In the past few years, I’ve become less timid about challenging gender stereotyping, perhaps as my kids have aged beyond the stages when parents are heard to say, “He’s all boy!” or “She’s a girly-girl!” (I can hardly stand even to write those statements. If I could I’d wave my wand and banish them forever).
Recently I challenged a case of gender stereotyping, and a father of two preschoolers accused my point of being “trivial” (hadn’t heard that one before, even from the detractors). Many claim that they are not guilty of feeding their kids any “sexist messages”. OK, all you skeptics about the existence of gender stereotyping and sexist messages, consider this recent, real-life, unplugged example:
In our community, when a baby is born, someone makes a clever, handmade congratulatory sign and posts it on the bulletin board. The sign is usually a gentle spoof on the parents and siblings. The sign for the newest baby, born this week, featured:
1. The dad wearing his political party’s t-shirt
2. The mom wearing a t-shirt “emblazoned” with the name of her job
3. Sister wearing a dress labeled ― are you ready? ― “Pretty Dress”
I challenge anyone to tell me that if Sister were Brother, his clothing would’ve been labeled “Great Outfit”. If anything, it surely would’ve been labeled “Big Brother”, which one would think would’ve been the obvious choice for either gender. Indeed, why not “Big Sister”? Is her appearance the only thing we can think of to say about this child?
Everyone in the community will see this sign.
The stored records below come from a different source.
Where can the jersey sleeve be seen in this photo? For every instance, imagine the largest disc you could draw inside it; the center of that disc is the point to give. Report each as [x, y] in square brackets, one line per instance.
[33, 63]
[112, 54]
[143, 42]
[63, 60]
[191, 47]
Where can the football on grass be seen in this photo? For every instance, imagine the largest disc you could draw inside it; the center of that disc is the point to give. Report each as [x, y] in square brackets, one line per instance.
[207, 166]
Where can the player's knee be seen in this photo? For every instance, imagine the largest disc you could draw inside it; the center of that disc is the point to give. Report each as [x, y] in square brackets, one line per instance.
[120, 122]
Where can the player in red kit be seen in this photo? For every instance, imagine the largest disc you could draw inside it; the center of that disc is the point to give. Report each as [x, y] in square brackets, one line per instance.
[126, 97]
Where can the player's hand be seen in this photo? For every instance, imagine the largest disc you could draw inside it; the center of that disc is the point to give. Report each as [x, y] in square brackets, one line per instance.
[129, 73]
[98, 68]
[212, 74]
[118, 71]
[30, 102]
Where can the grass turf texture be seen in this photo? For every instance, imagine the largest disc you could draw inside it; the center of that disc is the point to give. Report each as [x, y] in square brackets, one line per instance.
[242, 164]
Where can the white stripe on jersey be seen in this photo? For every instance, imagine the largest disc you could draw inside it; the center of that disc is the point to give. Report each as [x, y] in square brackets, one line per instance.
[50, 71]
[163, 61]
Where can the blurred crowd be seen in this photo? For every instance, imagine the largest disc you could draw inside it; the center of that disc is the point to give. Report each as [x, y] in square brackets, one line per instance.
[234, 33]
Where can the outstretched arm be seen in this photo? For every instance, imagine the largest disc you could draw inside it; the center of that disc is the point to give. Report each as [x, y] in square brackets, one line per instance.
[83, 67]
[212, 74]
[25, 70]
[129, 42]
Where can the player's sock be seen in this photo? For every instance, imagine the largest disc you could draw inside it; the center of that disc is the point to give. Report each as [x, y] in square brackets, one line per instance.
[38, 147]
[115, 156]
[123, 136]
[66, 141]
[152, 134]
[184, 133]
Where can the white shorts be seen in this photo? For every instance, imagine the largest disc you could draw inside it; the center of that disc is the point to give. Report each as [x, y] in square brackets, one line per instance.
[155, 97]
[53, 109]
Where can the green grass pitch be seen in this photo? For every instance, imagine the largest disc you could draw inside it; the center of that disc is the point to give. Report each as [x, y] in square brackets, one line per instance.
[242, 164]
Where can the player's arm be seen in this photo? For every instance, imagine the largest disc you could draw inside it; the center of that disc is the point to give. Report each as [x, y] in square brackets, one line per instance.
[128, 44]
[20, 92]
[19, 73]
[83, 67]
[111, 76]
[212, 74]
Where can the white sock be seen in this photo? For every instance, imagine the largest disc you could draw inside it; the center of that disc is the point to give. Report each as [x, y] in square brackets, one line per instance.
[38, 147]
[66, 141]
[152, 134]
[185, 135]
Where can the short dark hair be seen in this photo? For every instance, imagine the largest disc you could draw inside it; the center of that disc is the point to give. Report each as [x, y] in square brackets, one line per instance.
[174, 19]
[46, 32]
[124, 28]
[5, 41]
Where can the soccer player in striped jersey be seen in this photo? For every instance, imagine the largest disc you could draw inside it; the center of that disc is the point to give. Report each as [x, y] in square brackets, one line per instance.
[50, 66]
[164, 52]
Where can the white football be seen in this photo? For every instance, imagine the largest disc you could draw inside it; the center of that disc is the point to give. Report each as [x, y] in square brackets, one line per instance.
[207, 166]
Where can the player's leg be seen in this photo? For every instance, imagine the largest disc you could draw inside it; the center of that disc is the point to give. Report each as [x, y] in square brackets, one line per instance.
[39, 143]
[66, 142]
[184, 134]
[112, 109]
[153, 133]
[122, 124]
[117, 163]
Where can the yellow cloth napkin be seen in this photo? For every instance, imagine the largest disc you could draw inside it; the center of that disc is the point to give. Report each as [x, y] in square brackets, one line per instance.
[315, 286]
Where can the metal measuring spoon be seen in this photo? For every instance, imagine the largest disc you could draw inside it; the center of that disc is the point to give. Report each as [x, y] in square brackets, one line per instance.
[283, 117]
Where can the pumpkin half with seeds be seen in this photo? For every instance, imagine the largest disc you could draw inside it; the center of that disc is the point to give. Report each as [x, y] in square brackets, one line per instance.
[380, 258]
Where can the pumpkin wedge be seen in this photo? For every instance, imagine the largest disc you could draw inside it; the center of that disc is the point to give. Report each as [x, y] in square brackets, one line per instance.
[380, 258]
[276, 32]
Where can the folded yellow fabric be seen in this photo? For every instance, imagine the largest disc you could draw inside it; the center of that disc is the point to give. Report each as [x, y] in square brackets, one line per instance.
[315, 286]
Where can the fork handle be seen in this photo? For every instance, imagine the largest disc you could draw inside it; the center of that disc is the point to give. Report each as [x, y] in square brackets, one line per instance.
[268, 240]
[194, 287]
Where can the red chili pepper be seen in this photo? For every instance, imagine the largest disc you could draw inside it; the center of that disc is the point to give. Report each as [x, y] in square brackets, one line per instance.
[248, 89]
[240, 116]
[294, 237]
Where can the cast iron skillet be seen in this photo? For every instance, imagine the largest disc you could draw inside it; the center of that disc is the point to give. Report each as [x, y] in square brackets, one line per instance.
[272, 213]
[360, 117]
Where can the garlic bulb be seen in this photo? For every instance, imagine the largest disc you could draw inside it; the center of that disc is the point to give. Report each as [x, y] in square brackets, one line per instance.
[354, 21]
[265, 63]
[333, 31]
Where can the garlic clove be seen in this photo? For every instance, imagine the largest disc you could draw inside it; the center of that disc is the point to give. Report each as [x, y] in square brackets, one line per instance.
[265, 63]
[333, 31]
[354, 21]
Kids who can’t read will ask their parents what’s written on it. I have no quarrel with it per se: It's tasteful, effort was clearly invested in it, and it will without a doubt be a family memento. But if anyone thinks that our kids aren’t getting messages that reinforce gender stereotyping, I offer this example, for which I didn’t have to go searching: It positively jumped out at me. Would anyone dare argue that my point is trivial?